Author: JvW

Giannotti Reviews Mascoli

In BSL 51,2, July-December 2021, pp. 719-21, Filomena Giannotti reviews Patrizia Mascoli’s recent Italian translation of Sidonius’ correspondence:

  • ‘Patrizia Mascoli … corona … una militanza più che ventennale su questo significativo letterato’
  • ‘uno strumento di sicura utilità’
  • ‘in un sottile ed equilibrato processo di mediazione fra il riprodurre quanto possibile della tessitura di partenza, e mantenere … una lingua d’arrivo sufficientemente lineare, la sua prima traduzione italiana integrale di Sidonio consegue il risultato di rendere finalmente leggibile … uno degli autori più lambiccati e complessi della letteratura latina.’

The same issue of BSL also contains an account of the Siena conference Metamorfosi del classico in età romanobarbarica (pp. 632-7).

Bari-Durham Writing Letters

On 25 and 26 November, an international colloquium will be held of early career researchers in ancient epistolography, organised by the Universities of Bari and Durham: ‘Writing Letters in the Ancient World: Fictional and Real Letters from the First Century BC to the Fifth Century AD’.

Keynote speakers: Roy Gibson and Ruth Morello.

Giulia Marolla is to speak on ‘Sidonius, Letters Book 5: Between Literary Fiction and Autobiography’.

Organising committee: Laura Losito, Giulia Marolla and Enrico Simonetti.

Download programme here. If you wish to attend, please contact Laura Losito (Durham).

Liccardo on the Heruli

Salvatore Liccardo made a blogpost ‘Identical Strangers: The History of the Heruli Between the 3rd and the 5th Century’, ÖAW 12 October 2021. It is part of the project Visualizing Semantic Landscapes in Early Medieval Europe (MMP), coordinated by Walter Pohl and Veronika Wieser.

To the passage mentioned by the author (Carm. 34.31 in Ep. 8.9.6 to Lampridius: hic glaucis Herulus genis vagatur) one can add Carm. 7.235-6 vincitur illic / cursu Herulus, Chunus iaculis Francusque natatu.

Sagittarius or Syagrius in Ep. 2.4?

Gavin Kelly published a blogpost titled ‘A textual and onomastic problem in Sidonius’:

In modern editions, Sidonius’ letter 2.4 is addressed to an otherwise unknown Sagittarius, who is asked to accept the friendship of Sidonius’ protégé Proiectus (also otherwise unknown) as the latter seeks to make an advantageous marriage with a girl of good family for whom Sidonius’ addressee has some sort of role of guardianship following her father’s death. But editions up to that of Lütjohann in 1887 had the letter addressed not Sidonius Sagittario suo salutem but Sidonius Syagrio suo salutem.
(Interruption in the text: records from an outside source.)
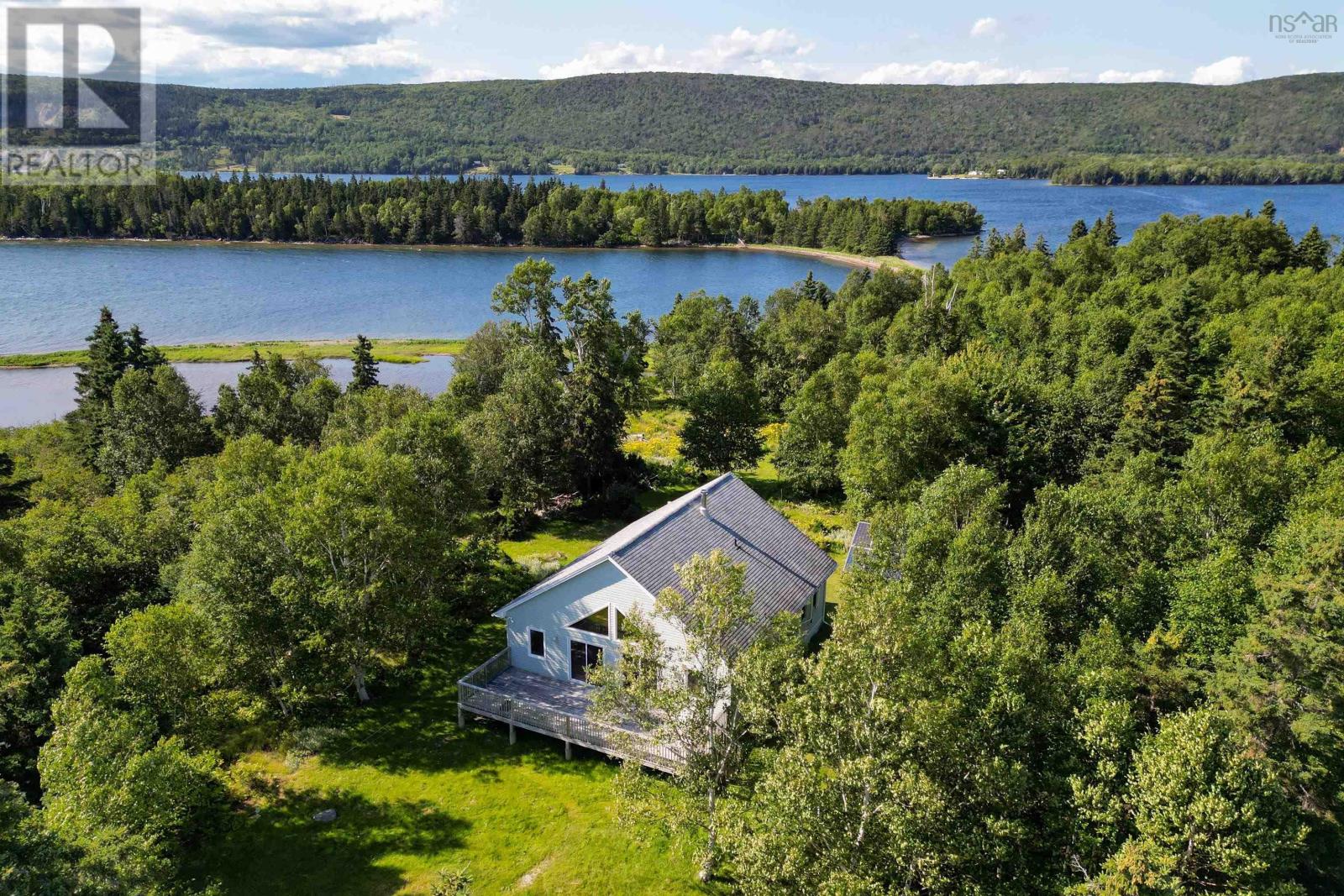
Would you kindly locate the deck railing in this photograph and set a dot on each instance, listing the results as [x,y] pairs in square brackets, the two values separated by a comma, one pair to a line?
[474,698]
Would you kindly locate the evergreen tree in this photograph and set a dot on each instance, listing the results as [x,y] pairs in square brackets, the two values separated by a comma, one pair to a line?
[140,354]
[1106,231]
[94,380]
[1312,250]
[366,369]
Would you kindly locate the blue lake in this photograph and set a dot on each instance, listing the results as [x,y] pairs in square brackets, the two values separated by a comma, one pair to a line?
[50,293]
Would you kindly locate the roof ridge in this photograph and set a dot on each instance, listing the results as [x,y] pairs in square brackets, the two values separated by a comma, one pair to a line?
[611,547]
[685,501]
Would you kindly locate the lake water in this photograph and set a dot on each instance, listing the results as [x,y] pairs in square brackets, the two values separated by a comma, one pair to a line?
[1042,207]
[44,394]
[198,293]
[50,293]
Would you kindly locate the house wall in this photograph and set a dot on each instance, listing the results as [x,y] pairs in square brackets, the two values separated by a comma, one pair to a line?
[553,610]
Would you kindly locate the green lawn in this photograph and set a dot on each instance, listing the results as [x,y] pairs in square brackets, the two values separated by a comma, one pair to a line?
[414,794]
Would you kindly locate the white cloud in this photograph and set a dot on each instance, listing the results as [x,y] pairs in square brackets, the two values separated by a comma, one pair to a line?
[960,73]
[1225,71]
[987,27]
[239,42]
[618,56]
[776,53]
[448,73]
[1117,76]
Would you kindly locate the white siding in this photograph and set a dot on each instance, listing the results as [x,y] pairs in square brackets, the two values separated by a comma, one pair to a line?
[551,611]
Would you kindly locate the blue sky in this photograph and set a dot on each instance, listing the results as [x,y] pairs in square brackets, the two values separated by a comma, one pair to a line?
[318,42]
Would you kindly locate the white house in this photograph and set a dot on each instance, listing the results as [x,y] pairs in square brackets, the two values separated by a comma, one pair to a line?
[571,621]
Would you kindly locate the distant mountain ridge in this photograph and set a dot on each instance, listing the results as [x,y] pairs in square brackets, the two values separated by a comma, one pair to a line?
[702,123]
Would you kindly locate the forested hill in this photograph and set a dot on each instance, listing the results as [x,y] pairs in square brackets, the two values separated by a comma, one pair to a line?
[699,123]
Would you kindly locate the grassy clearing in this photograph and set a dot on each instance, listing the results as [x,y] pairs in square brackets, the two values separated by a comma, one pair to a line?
[391,351]
[414,794]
Syagrius (or to be precise Siagrius) is the reading of the family of manuscripts from which the first edition of 1474 derived. Sagit(t)arius appeared in the majority of the manuscripts picked out by Lütjohann.

How to weigh up the contradictory evidence of the manuscripts?

Read on in Gavin’s blog

Stoehr-Monjou ‘How to Conclude?’

Annick Stoehr-Monjou, ‘How to conclude? A poetics of contrast and paradox in Book 9 and especially in Epist. 9,13-16 by Sidonius Apollinaris’, is a paper given at the International conference and workshop ‘The Stumbling Texts (and Stumbling Readers) of Late Latin Poetry (Lector, quas patieris hic salebras!)’, organised by Markus Kersten, Ann-Kathrin Stähle and Christian Guerra, September 2021, Basel.

Stoehr-Monjou argues that the last four letters of book 9 can be read together as the peroration of his epistolary work, a paradoxical peroration since he writes about poetry.

In HAL Archives (first version).

Harm Pinkster Knighted

Yesterday, 8 October, Harm Pinkster, trailblazer and standard bearer of the Amsterdam school of linguistics, was knighted in the Order of the Netherlands Lion for his exceptional merits for Latin literature and linguistics. He received the award at the hands of the Deputy Mayor of Amsterdam, Simone Kukenheim, during the presentation of the second volume of his magnum opus, the Oxford Latin Syntax.